De los orígenes de la banda neerlandesa de rock progresivo Focus ya hablamos en una entrada anterior, dedicada al tema titulado “Sylvia”. En su momento de mayor esplendor, estaba liderada por Jan Akkerman (guitarra) y Thijs Van Leer (teclados, flauta); de este último músico quizás o acordéis porque acompañó a Miguel Ríos en la gira “Rock & Ríos” (1982), que dio lugar a uno de los álbumes más recordados del granadino y uno de los mejores directos del rock patrio. Volviendo a Focus, comenzaron a ser famosos gracias a su segundo disco de estudio (“Focus II”, 1971), conocido como “Moving Waves” fuera de los Países Bajos. Compuesto en su mayor parte por Akkerman y Van Leer, este disco se compone de seis temas: “Hocus Pocus”, “Le Clochard (Bread)”, “Janis”, “Moving Waves”, “Focus II” y “Eruption”, una suite en quince movimientos, inspirada en la ópera “Eurídice” de Jacopo Peri, que ocupa toda la cara B.

El corte más recordado de este disco es “Hocus Pocus”, una desconcertante composición que se sitúa entre la parodia y el virtuosismo, en la que -en menos de siete minutos- nos encontramos de todo: hard rock potente (casi heavy metal), rock progresivo, elementos de opereta clásica, cantos tiroleses, scat, eefing, silbidos, rifs de flauta, … Todo ello envuelto en un complejo desarrollo instrumental, con bajo, batería y guitarra eléctrica rayando a gran altura; el compañero Antonio Chico, responsable de la web Música y Oxígeno, califica de “deleite escuchar ese bajo que al combinarse con ese riff en la guitarra producen unas pulsaciones que se sienten en el cuerpo”. A muchos, “Hocus Pocus” nos parece una genialidad; pero también hay quien se queda en la superficie de la canción, es decir, en ese hilo conductor realmente hilarante, ejecutado a través de una voz en falsete -a modo de canto yodel– que, conviene reconocer, es realmente la principal seña de identidad de esta melodía.

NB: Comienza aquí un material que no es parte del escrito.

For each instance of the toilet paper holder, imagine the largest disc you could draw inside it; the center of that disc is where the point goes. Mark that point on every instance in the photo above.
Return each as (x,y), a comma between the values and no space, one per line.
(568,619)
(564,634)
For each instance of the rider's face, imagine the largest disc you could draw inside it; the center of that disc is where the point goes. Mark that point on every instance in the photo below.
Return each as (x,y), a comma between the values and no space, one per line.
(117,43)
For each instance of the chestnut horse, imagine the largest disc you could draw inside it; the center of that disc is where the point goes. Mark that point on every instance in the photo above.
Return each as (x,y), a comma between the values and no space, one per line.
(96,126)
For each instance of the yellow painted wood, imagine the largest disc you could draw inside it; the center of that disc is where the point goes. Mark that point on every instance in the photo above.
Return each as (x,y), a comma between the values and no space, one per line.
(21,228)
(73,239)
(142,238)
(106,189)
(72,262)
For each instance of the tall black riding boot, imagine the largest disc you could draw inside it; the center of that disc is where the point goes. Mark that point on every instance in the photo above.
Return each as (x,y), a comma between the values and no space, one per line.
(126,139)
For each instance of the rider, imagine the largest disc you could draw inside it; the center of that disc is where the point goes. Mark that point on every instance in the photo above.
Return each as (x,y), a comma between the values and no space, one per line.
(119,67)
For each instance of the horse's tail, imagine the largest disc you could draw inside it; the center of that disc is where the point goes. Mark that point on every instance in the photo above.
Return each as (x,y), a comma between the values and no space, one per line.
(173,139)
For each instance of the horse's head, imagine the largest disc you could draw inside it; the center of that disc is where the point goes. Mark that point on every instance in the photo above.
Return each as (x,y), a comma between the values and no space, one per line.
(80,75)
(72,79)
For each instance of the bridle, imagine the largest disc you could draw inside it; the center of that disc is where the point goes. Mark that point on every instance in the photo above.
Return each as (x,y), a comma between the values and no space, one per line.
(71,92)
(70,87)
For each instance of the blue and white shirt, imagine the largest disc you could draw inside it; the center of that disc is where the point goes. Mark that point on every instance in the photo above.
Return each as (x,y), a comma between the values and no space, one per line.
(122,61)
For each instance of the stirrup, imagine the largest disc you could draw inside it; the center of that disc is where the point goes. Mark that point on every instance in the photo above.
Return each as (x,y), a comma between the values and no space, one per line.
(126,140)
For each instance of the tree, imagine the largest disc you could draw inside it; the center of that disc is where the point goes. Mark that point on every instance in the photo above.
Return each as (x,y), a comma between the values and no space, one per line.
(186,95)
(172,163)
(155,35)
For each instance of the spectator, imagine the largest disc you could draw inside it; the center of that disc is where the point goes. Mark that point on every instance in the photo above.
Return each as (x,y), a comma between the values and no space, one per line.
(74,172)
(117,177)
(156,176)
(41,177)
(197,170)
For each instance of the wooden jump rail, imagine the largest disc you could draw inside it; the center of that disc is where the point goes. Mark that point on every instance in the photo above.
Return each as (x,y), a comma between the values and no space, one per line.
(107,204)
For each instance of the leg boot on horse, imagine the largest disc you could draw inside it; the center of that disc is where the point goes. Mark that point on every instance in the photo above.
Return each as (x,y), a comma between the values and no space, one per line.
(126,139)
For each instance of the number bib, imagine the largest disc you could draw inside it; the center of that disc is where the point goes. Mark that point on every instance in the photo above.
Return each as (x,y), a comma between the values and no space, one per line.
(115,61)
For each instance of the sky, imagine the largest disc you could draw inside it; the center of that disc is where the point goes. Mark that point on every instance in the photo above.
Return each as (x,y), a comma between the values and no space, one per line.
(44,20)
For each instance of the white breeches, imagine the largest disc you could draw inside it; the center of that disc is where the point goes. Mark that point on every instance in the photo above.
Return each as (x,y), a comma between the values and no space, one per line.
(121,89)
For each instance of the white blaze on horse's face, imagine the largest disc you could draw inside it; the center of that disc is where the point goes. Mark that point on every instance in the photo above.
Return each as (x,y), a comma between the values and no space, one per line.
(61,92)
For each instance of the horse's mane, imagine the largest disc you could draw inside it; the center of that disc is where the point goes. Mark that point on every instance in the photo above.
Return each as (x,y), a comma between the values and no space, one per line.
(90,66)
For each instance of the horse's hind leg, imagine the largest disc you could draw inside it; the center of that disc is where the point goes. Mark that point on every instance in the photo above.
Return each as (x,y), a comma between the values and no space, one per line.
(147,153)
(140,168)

Presente en películas, programas de televisión, anuncios publicitarios, juegos, etc., “Hocus Pocus” ha sido versionada por grupos punk como The Vandals, por violinistas como Vanessa Mae y, por supuesto, por grandes bandas de heavy metal y de metal progresivo, como Iron Maiden, Helloween o Marillion. Y no puedo acabar sin que veáis en acción a Akkerman, Van Leer y compañía; os propongo dos directos, uno de 1971 y una actuación en televisión de 1973.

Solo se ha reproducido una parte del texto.